Researchers had wondered for years what caused the sudden destruction and abandonment of the palace and the site, after centuries of flourishing occupation. A few seasons ago, the team began to uncover a trench which ran through part of the palace. But, as Yasur-Landau explained, initial indications suggested that it was relatively modern, “perhaps dug within the past few decades or a century or two at most.” But in 2019, the researchers found that the trench continued for at least 30 meters, with an entire section of a wall that had fallen into it in antiquity.
According to Michael Lazar, the lead author of the study which was published in the journal PLOS ONE, recognizing past earthquakes can be extremely challenging in the archaeological record, especially at sites where there isn’t much stone masonry and where degradable construction materials like sun-dried mud bricks and wattle-and-daub were used instead. At Tel Kabri, however, the team found both stone foundations for the bottom part of the walls and mud-brick superstructures above.
“Our studies show the importance of combining macro- and micro-archaeological methods for the identification of ancient earthquakes,” Lazar said. “We also needed to evaluate alternative scenarios, including climatic, environmental and economic collapse, as well as warfare, before we were confident in proposing a seismic event scenario.”
The researchers could see areas where the plaster floors appeared warped, walls had tilted or been displaced and mud bricks from the walls and ceilings had collapsed into the rooms, in some cases rapidly burying dozens of large jars.
“It really looks like the earth simply opened up and everything on either side of it fell in,” Cline said. “It’s unlikely that the destruction was caused by violent human activity because there are no visible signs of fire, no weapons such as arrows that would indicate a battle, nor any unburied bodies related to combat. We could also see some unexpected things in other rooms of the palace, including in and around the wine cellar that we excavated a few years ago.”
In 2013, the team discovered 40 jars within a single storage room of the palace during an expedition also supported by a National Geographic Society grant. An organic residue analysis conducted on the jars indicated that they held wine; it was described at the time as the oldest and largest wine cellar yet discovered in the Near East.

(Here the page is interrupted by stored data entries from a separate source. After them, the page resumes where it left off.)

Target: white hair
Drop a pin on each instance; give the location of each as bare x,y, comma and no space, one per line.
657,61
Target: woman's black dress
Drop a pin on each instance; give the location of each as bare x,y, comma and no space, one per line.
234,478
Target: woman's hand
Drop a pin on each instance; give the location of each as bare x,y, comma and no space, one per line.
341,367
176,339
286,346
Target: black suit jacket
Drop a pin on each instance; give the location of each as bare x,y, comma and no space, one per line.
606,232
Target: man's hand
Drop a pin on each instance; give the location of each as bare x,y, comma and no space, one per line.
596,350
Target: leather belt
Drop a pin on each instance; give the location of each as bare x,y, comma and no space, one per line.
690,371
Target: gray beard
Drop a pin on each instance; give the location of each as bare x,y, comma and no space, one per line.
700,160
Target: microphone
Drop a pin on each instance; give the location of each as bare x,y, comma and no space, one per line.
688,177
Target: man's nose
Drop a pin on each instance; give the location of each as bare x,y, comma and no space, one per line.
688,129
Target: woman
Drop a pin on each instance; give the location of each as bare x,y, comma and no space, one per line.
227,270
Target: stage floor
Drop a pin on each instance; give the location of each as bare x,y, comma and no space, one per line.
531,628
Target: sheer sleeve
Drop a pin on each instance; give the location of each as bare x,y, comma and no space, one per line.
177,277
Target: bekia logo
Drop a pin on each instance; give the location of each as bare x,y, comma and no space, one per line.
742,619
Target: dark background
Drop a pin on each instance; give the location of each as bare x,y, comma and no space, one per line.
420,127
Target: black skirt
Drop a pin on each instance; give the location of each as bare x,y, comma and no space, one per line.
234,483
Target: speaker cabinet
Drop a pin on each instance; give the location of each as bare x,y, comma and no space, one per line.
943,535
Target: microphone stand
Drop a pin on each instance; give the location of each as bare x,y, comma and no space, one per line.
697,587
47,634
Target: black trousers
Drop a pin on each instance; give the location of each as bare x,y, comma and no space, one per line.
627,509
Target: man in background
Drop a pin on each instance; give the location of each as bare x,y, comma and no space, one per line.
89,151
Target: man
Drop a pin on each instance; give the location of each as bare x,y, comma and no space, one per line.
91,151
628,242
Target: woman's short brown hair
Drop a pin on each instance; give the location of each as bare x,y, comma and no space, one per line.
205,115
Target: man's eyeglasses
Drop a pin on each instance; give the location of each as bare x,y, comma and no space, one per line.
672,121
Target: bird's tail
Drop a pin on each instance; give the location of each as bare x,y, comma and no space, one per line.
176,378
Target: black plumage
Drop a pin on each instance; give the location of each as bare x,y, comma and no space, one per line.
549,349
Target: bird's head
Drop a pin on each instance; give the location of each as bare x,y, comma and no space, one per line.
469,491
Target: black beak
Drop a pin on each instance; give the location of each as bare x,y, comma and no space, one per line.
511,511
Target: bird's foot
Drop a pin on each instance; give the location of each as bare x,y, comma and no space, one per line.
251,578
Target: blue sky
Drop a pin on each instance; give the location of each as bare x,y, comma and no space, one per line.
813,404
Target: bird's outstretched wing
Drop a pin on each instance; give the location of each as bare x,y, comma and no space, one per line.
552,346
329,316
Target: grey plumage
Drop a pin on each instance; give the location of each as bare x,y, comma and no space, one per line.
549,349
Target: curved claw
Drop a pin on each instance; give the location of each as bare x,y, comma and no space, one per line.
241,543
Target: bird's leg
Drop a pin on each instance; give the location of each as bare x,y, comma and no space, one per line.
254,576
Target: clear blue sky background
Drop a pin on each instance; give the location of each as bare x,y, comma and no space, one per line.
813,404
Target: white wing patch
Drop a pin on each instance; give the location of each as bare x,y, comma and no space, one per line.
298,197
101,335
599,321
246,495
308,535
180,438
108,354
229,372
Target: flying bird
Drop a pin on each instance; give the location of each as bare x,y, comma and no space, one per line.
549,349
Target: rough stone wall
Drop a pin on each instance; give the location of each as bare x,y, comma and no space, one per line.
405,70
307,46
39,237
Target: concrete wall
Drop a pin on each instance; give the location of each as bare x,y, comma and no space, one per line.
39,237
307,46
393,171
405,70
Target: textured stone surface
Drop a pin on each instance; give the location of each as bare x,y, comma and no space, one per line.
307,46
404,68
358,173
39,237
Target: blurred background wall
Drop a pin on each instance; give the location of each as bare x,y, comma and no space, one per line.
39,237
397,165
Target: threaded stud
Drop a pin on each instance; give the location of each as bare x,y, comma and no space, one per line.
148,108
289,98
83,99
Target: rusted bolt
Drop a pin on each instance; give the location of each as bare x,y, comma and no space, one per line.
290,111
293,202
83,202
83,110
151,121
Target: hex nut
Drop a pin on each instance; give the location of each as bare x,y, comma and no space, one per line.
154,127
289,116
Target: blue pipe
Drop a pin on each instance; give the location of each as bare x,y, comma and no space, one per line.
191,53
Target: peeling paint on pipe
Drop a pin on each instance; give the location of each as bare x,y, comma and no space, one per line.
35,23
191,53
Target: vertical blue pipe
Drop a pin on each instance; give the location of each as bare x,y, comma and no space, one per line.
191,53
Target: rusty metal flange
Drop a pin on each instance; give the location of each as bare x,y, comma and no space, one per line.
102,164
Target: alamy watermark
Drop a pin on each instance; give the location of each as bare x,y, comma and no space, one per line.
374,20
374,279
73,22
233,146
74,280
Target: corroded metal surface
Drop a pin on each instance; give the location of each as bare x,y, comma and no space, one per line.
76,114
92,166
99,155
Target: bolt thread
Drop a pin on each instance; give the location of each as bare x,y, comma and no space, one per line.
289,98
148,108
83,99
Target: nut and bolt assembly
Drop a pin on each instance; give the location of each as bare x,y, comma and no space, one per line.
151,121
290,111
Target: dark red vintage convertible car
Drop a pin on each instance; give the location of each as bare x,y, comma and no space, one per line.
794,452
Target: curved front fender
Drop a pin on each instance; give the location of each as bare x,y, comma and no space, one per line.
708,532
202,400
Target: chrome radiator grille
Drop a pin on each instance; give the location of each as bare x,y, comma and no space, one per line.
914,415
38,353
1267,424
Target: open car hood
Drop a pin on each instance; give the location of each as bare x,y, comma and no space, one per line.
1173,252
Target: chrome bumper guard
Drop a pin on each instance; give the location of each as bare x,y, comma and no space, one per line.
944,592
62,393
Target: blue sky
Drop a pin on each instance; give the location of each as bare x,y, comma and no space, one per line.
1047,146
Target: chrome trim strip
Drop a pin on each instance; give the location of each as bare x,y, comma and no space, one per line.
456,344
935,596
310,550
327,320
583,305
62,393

Since then, the team has found four more such storage rooms and at least 70 more jars, all buried by the collapse of the building.
“The floor deposits imply a rapid collapse rather than a slow accumulation of degraded mud bricks from standing walls or ceilings of an abandoned structure,” Ruth Shahack-Gross, a professor of geoarchaeology at the University of Haifa and a co-author of the study, said. “The rapid collapse, and the quick burial, combined with the geological setting of Tel Kabri, raises the possibility that one or more earthquakes could have destroyed the walls and the roof of the palace without setting it on fire.”
The investigators are hopeful that their methodological approach can be applied at other archaeological sites, where it can serve to test or strengthen cases of possible earthquake damage and destruction.